History of the Peloponnesian War

Thucydides

Thucydides. The English works of Thomas Hobbes of Malmesbury. Hobbes, Thomas. translator. London: John Bohn, 1843.

The peace, which after the winning of Euboea was concluded for thirty years, lasted fourteen years. But in the fifteenth year, being the forty-eighth of the priesthood of Chrysis in Argos, Aenesias being then ephor at Sparta and Pythadorus, archon of Athens, having then two months of his government to come, in the sixth month after the battle at Potidaea and in the beginning of the spring, three hundred and odd Thebans led by Pythangelus the son of Phyleides and Diemporus the son of Onetoridas, Boeotian rulers, about the first watch of the night entered with their arms into Plataea, a city of Boeotia and confederate of the Athenians.

They were brought in and the gates opened unto them by Naucleides and his accomplices, men of Plataea that for their own private ambition intended both the destruction of such citizens as were their enemies and the putting of the whole city under the subjection of the Thebans.

This they negotiated with one Eurymachus the son of Leontiadas, one of the most potent men of Thebes. For the Thebans, foreseeing the war, desired to preoccupy Plataea, which was always at variance with them, whilst there was yet peace and the war not openly on foot. By which means they more easily entered undiscovered, there being no order taken before for a watch.

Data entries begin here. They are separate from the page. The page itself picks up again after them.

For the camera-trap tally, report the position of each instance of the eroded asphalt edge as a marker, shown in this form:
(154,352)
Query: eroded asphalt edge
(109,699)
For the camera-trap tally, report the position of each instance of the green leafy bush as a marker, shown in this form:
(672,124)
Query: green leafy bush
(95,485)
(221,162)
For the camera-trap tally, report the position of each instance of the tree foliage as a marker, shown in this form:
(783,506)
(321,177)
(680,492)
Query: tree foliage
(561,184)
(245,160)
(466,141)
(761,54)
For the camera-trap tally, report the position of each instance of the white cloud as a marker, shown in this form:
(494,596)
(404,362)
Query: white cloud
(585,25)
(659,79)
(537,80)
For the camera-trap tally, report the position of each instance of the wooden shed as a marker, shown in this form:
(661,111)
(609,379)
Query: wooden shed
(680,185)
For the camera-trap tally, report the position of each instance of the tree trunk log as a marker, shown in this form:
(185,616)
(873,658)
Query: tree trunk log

And making a stand in their arms in the market place, they did not, as they that gave them entrance would have had them, fall presently to the business and enter the houses of their adversaries, but resolved rather to make favourable proclamation and to induce the city to composition and friendship. And the herald proclaimed, that if any man, according to the ancient custom of all the Boeotians, would enter into the same league of war with them, he should come and bring his arms to theirs, supposing the city by this means would easily be drawn to their side.